Tongue Thai-ed

I’m walking onto the UTS campus for the start of a new spring semester still riding my holiday high. One look at the UTS library and my dream finally comes to an ends. Thailand was a good dream, not the kind where it’s all fluffy clouds and candy flowers, but more like a fast paced dream with late night racing and strange noises. A kind of dream with aged women in pointed striped hats selling riddles in the shape of bracelets. Skinny men that speak in pops to lure you towards plush red drapes hiding a magical act. Somber people selling tarantulas and scorpions on a stick, do you dare to eat? I’m saying yes you should.IMG_5372.jpg

Studying in Thailand was such a great experience for me. The start of the trip was the only hard part. It was stressful having to worry about studying for my final exams and scrambling to get things in order to fly overseas.

Once we landed in the thick humidity of Bangkok I forgot all of my worries. It was mesmerizing at every turn, starting with the taxis, they have no rules on the road and it seems like everyone has somewhere to be and NOW. I traveled from Sydney with a group and no one I was with had ever been to Thailand or spoke the language so we bumbled our way through the city, but thankfully ended up on the doorstep of a nice hotel.

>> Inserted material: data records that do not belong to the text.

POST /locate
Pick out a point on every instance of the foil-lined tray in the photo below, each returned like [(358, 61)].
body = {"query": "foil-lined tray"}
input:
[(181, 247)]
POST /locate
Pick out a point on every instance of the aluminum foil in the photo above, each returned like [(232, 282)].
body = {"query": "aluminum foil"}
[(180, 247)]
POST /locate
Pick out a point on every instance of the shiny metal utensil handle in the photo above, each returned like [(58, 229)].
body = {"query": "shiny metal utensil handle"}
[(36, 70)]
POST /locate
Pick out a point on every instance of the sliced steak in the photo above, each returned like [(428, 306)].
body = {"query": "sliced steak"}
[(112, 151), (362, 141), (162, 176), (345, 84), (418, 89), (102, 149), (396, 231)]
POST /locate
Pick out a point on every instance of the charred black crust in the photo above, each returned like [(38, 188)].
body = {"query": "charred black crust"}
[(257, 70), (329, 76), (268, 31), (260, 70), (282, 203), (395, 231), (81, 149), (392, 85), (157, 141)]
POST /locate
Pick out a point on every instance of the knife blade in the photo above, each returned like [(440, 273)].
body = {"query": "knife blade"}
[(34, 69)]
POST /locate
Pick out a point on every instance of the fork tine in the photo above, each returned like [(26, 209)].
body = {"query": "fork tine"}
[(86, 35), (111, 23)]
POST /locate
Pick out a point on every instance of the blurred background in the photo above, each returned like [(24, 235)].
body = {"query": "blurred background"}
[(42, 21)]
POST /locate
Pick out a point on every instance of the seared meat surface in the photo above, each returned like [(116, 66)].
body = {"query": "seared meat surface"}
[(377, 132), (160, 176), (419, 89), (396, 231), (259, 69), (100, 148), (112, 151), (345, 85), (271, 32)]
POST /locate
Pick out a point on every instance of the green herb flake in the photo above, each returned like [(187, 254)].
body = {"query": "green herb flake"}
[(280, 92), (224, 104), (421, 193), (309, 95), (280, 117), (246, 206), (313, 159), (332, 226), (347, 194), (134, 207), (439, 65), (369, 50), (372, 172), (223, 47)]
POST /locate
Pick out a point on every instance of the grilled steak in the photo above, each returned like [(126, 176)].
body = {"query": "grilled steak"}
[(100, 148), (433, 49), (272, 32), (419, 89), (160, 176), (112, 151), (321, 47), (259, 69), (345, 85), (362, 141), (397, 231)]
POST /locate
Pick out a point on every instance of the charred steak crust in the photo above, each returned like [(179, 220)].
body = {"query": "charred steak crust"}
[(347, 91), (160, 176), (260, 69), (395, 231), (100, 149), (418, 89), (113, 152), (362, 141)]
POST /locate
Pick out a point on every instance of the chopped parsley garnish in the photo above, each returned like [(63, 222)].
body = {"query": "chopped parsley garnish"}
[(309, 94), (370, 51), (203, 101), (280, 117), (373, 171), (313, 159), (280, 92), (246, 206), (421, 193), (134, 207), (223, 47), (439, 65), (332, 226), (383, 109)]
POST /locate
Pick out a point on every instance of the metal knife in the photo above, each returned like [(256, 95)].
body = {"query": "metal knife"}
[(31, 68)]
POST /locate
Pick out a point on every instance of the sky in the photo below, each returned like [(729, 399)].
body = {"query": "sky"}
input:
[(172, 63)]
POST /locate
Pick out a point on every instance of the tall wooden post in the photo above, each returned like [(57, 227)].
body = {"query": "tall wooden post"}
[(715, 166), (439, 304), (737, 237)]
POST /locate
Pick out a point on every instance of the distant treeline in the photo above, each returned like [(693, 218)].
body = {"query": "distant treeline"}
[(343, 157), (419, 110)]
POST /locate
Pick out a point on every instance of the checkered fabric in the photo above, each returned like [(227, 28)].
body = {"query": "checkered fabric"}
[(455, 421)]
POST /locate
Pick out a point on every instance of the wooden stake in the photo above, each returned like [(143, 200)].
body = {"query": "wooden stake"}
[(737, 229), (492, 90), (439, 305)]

The next day we made way to the Heliconia House on KMUTT campus. It was way better than the dorm rooms I was expecting. We had everything we needed like linens and toiletries at our disposal, and a nice view of the city.

The actual class experience was ok, much better than sitting in a lecture here. Physics and Nanotechnology are not my thing, but who cares I’m in Thailand. The lecturers that instructed us during our study were all so nice and the kind of people who are enthralled with what they teach and their projects. It wasn’t just us studying either, we had many Thai students in our group who helped us figure things out. I loved meeting the Thai students, they were genuinely nice people and I’m pretty sure they got a kick out of us saying Thai phrases totally wrong. I felt that because we had local people to help guide us around and tell us about thing to do we really got to experience Bangkok. I felt like a local by the end of the trip and was proud of my new KMUTT student ID.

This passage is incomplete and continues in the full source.